A divergência entre o Governo e o PS em torno da reforma do IRS ficou clara, mais uma vez, no plenário desta quinta-feira, apesar de o secretário de Estado dos Assuntos Fiscais, Paulo Núncio, insistir numa aproximação aos socialistas.

Num debate de actualidade marcado pelo PCP sobre a reforma do IRS – que na sexta-feira vai a votação final global –, a bancada socialista deixou para o final a sua posição, já depois de duas intervenções de Paulo Núncio, em que justificou as últimas alterações apresentadas como uma tentativa de aproximação ao partido liderado por António Costa.
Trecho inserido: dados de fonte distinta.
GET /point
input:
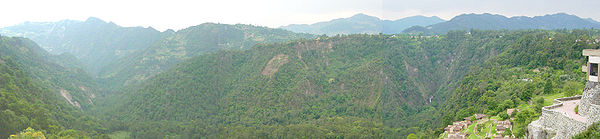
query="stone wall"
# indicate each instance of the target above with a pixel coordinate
(589, 102)
(554, 124)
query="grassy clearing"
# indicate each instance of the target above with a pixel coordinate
(120, 135)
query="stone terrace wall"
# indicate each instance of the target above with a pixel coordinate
(588, 105)
(561, 124)
(554, 124)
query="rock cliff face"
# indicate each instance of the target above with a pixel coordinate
(559, 120)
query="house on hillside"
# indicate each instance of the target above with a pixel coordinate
(510, 111)
(591, 67)
(502, 126)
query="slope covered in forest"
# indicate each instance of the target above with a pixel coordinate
(375, 83)
(44, 92)
(186, 43)
(96, 43)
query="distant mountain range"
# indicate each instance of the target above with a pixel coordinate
(93, 41)
(361, 23)
(498, 22)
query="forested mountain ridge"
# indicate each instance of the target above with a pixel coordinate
(33, 92)
(488, 21)
(361, 23)
(537, 64)
(94, 42)
(270, 89)
(62, 72)
(186, 43)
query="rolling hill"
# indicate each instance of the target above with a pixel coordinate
(361, 23)
(488, 21)
(94, 42)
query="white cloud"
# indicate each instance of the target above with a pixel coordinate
(178, 14)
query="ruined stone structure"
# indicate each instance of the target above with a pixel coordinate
(560, 120)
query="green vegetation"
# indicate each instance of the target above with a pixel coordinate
(187, 43)
(591, 132)
(29, 86)
(28, 133)
(242, 81)
(526, 69)
(94, 42)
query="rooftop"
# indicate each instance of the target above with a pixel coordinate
(591, 52)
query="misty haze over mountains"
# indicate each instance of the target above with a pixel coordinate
(354, 77)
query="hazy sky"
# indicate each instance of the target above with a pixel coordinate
(178, 14)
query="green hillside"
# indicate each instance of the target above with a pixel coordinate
(537, 64)
(30, 86)
(94, 42)
(270, 89)
(186, 43)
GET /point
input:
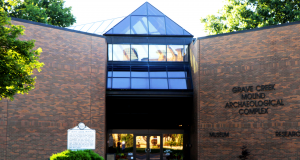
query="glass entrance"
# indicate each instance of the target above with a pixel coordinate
(148, 147)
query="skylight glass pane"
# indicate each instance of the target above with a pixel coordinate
(121, 74)
(141, 10)
(157, 53)
(103, 26)
(185, 32)
(186, 55)
(175, 53)
(123, 27)
(139, 83)
(177, 84)
(121, 83)
(110, 52)
(158, 74)
(158, 84)
(139, 25)
(154, 11)
(176, 74)
(139, 74)
(173, 28)
(139, 53)
(156, 25)
(121, 52)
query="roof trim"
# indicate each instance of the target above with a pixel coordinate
(250, 30)
(54, 27)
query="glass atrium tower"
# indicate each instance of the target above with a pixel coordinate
(149, 86)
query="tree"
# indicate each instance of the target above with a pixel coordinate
(17, 59)
(238, 15)
(45, 11)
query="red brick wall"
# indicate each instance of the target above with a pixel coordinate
(194, 133)
(267, 56)
(69, 89)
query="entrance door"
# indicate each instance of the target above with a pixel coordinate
(148, 147)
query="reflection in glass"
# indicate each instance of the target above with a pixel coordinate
(109, 52)
(121, 52)
(139, 83)
(154, 11)
(121, 83)
(157, 53)
(121, 74)
(141, 10)
(139, 52)
(154, 143)
(141, 145)
(175, 53)
(123, 27)
(156, 25)
(108, 83)
(173, 146)
(176, 74)
(185, 55)
(139, 25)
(177, 84)
(139, 74)
(173, 28)
(121, 144)
(158, 74)
(158, 84)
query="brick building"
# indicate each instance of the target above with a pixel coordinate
(152, 91)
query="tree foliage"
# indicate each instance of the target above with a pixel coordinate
(238, 15)
(45, 11)
(17, 59)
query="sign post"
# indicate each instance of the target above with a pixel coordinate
(81, 137)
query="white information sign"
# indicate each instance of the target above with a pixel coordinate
(81, 137)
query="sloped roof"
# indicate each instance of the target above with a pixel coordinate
(98, 27)
(147, 20)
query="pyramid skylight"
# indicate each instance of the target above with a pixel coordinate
(147, 20)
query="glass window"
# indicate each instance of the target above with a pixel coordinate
(175, 53)
(139, 83)
(139, 52)
(121, 74)
(108, 82)
(153, 11)
(176, 74)
(142, 10)
(120, 143)
(123, 27)
(172, 146)
(177, 84)
(121, 52)
(109, 52)
(186, 55)
(157, 52)
(173, 28)
(186, 33)
(157, 25)
(109, 74)
(109, 32)
(158, 74)
(121, 83)
(158, 84)
(139, 74)
(139, 25)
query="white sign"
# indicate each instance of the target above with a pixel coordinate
(81, 138)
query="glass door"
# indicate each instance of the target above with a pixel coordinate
(141, 147)
(154, 146)
(148, 147)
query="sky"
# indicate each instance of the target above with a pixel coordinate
(186, 13)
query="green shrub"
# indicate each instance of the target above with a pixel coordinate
(76, 155)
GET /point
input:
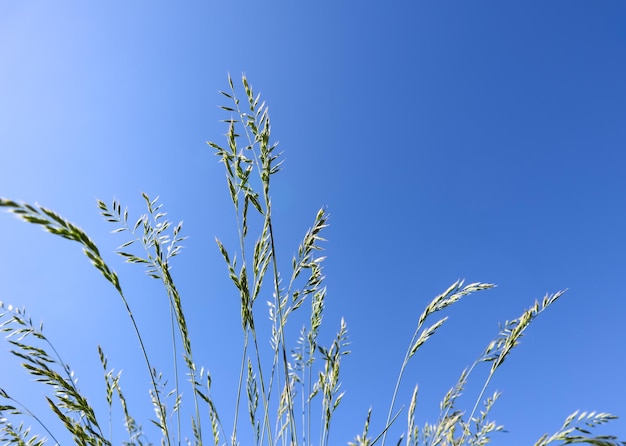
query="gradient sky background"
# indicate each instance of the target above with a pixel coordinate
(464, 139)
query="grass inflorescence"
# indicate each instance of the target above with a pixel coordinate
(288, 397)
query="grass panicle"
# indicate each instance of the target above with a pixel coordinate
(289, 396)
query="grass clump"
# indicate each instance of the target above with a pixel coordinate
(286, 397)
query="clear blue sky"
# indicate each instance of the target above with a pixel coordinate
(481, 140)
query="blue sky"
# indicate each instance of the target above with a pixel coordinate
(479, 140)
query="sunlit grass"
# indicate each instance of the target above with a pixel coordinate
(288, 397)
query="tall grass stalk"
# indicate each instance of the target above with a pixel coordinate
(290, 397)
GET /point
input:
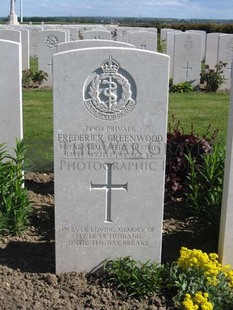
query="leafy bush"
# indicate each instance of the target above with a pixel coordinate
(14, 202)
(198, 281)
(179, 145)
(204, 186)
(183, 87)
(135, 279)
(32, 79)
(213, 78)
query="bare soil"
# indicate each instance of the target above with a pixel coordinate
(27, 262)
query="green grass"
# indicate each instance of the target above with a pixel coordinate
(200, 110)
(197, 109)
(38, 129)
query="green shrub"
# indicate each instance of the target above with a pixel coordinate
(204, 188)
(183, 87)
(213, 78)
(135, 279)
(32, 79)
(198, 281)
(179, 145)
(14, 202)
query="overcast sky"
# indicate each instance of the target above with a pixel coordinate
(207, 9)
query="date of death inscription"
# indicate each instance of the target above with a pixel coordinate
(110, 142)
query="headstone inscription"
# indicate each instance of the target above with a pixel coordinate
(62, 47)
(187, 58)
(226, 224)
(11, 127)
(109, 142)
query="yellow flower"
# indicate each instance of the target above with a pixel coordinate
(198, 301)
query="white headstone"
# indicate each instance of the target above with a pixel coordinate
(203, 44)
(12, 18)
(109, 145)
(226, 225)
(67, 46)
(225, 54)
(25, 49)
(48, 40)
(146, 40)
(34, 41)
(170, 48)
(97, 34)
(187, 58)
(212, 41)
(10, 35)
(11, 125)
(122, 33)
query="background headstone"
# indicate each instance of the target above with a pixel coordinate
(225, 54)
(10, 35)
(110, 120)
(170, 48)
(212, 42)
(11, 125)
(226, 225)
(67, 46)
(48, 40)
(97, 35)
(203, 44)
(146, 40)
(187, 58)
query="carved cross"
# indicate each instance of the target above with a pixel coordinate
(108, 187)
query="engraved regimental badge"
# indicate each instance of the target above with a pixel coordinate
(110, 93)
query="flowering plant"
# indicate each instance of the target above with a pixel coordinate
(199, 281)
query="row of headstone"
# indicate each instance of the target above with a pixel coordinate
(186, 50)
(109, 146)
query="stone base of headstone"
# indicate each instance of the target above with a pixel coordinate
(13, 19)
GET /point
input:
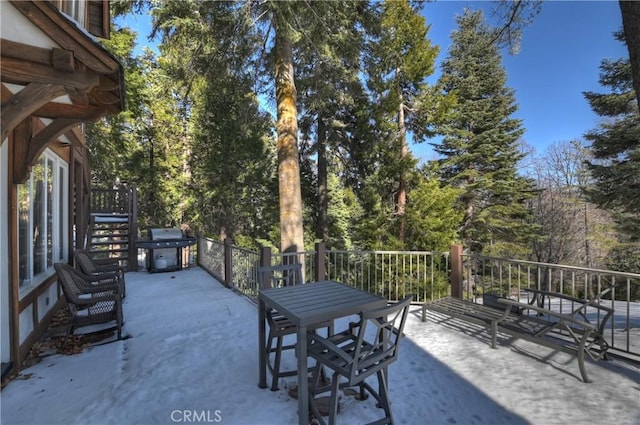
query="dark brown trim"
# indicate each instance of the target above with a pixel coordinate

A divergência que separa o PS e a maioria tem a ver com a adopção de um quociente familiar como forma de ter em conta os filhos no IRS. Com este sistema, o rendimento é dividido por todos os membros do agregado familiar (incluindo os dependentes), sendo-lhes atribuídas ponderações diferentes (os sujeitos passivos valem um “ponto” cada e os filhos 0,3).

O PS considera a medida regressiva e propõe que se mantenha o modelo actual (o quociente conjugal, em que o rendimento é divido apenas pelo número de sujeitos passivos), reforçando ao mesmo tempo as deduções fixas por cada filho.

“O que é bem claro é que não foi para se aproximar do PS que a maioria fez esta salganhada. Não foi para se aproximar do PS, foi porque não se entendiam entre si”, atirou Vieira da Silva, vice-presidente da bancada socialista, referindo-se ao facto de a maioria PSD/CS-PP ter apresentado 37 propostas de alteração à reforma.

Momentos antes, o líder da bancada do CDS (partido a que também pertence Paulo Núncio), Nuno Magalhães, tentou contrariar o argumentário socialista para se opor à reforma do IRS. “Ficámos a saber que o PS, se for Governo, revoga o quociente familiar. Todas as famílias com ascendentes ou descendentes deixarão de ter benefícios fiscais e um casal com mil euros por mês é rico. Este é o programa do PS. Fica registado para memória futura”, afirmou.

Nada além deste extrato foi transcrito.